From the height of the epidemic in the United States in mid-March to last September, 2.91 million homes were offered through real estate ads, which is 390,000 less than the supply in the same period one year ago.
On the other hand, the increased demand for home purchases supported by the decline in the mortgage rate and the increasing trend of teleworking, which made house prices rise with the increase in demand and the decline in supply and inventory. The accommodative monetary policy of global central banks by reducing interest rates to historically low levels supported the increase in housing demand with the decline in the cost of mortgage.
The American mortgage rate fell for thirty years to record low levels at 2.9% compared to 3.7% at the beginning of this year, making more Americans able to afford the cost of buying a home.
Fiscal policy also provided support for house prices. In normal periods, which were witnessing an economic recession and a decrease in incomes and people’s jobs, house prices suffered from a significant decline.
Changes in consumer patterns have been another support factor for the real estate market, as the epidemic has increased demand for large homes with large outdoor spaces, and in some cities, such as New York and San Francisco, has caused a trend towards quieter suburbs and away from the crowds.
Will the climb continue?
Despite the increases recorded in the past months, doubts still surround the possibility of the continued rise in house prices in the coming period.
Uncertainty about the development of high unemployment rates and the bleak economic outlook for economies and household income still give many different possibilities regarding house prices in the coming period.
The value of rents has already declined in most major cities, indicating the possibility of corrective price movement, after the disappearance of the impact of government subsidies and aid for families and the economy at the height of the epidemic.
The US Congress failed to reach an agreement on an additional stimulus package to support families, companies and sectors affected by the epidemic, after aid amounting to about 3 trillion dollars that expired last July.
And there have been signs in some countries that governments will reduce economic support plans, threatening to reduce the disposable income of many families, which may reduce the demand for home purchases.
But despite this, the declining supply factor still provides some support to the real estate market, given the decline in construction operations in the United States 17% since the beginning of the epidemic, and the continuing economic recession, which usually coincides with the decrease in new investments in the sector.

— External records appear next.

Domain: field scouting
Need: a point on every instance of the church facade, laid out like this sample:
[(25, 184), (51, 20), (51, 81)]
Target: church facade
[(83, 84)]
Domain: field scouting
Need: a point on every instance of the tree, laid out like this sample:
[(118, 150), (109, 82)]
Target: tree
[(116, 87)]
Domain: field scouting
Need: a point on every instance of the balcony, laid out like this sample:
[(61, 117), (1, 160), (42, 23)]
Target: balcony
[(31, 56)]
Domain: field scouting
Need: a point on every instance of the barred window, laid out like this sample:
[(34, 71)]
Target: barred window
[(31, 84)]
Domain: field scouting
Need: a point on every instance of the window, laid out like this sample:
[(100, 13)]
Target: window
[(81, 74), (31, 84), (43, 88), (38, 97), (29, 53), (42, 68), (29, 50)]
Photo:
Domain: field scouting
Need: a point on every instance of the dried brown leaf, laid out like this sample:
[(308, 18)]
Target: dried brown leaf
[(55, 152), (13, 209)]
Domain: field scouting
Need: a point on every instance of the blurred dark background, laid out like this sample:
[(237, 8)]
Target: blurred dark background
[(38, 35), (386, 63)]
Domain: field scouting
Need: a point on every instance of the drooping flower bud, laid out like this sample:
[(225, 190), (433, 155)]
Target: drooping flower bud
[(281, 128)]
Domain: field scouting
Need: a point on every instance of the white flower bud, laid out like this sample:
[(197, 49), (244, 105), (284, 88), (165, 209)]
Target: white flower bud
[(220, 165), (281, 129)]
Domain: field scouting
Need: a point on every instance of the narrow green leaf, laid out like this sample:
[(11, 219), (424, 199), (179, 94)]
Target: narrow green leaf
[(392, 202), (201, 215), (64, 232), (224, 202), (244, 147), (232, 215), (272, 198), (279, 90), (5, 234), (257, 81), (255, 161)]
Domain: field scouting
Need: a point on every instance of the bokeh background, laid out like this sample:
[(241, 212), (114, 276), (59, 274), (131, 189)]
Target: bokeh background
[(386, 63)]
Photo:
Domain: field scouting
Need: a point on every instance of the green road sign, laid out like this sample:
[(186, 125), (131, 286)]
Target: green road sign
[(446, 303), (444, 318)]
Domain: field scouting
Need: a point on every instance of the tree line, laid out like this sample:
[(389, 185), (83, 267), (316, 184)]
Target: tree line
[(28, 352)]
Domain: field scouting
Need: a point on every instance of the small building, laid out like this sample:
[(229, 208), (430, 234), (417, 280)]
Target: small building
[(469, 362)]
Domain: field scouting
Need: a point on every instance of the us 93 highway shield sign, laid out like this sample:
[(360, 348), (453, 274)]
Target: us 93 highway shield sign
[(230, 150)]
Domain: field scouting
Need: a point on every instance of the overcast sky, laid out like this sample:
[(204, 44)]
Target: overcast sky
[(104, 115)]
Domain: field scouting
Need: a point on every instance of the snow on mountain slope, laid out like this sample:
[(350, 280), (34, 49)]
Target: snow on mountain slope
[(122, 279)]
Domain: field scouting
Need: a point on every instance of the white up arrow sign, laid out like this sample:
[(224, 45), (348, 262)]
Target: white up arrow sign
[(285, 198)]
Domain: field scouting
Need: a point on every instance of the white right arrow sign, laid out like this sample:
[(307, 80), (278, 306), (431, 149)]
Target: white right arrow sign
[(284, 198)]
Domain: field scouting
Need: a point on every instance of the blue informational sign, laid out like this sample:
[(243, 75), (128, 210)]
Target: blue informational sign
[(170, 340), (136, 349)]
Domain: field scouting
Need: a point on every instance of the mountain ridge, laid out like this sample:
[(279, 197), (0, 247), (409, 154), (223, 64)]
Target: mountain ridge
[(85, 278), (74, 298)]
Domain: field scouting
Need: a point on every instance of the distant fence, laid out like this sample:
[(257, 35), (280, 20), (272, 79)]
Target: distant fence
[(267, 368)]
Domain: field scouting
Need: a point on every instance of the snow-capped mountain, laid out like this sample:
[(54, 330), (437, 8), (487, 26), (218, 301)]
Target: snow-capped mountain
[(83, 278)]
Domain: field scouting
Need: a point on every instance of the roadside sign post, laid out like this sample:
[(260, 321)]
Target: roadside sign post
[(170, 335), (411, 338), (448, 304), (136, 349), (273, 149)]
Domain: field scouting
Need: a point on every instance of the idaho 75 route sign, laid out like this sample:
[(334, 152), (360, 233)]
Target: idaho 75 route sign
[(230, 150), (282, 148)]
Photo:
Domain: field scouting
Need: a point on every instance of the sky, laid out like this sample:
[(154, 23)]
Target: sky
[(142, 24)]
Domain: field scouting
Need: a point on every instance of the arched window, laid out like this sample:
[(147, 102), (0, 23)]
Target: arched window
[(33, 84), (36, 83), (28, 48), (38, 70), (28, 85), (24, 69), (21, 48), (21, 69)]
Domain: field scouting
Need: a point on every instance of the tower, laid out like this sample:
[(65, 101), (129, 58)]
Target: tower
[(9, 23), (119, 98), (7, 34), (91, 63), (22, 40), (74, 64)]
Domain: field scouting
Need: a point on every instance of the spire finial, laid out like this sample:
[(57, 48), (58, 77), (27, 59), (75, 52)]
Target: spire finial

Ed Pinto, a former director of credit at Fannie Mae, thinks the house price increase is not sustainable, but it will continue for at least the next six months until the supply starts to rise again, a process that could take some time. (Nationwide, The Economist, Forbes, Fortune, numbers).
The current recession has coincided with the governments of many countries pumping trillions of dollars in aid to families, which has caused an increase in the disposable income of families in the Group of Seven countries by about 100 billion dollars, even though millions of jobs have disappeared. Other government decisions provided for the postponement of mortgage borrowers’ payment of their debts in Spain, Japan, and others, or the prohibition of claiming the recovery of mortgages in the Netherlands, in support of the purchases and prices, accordingly.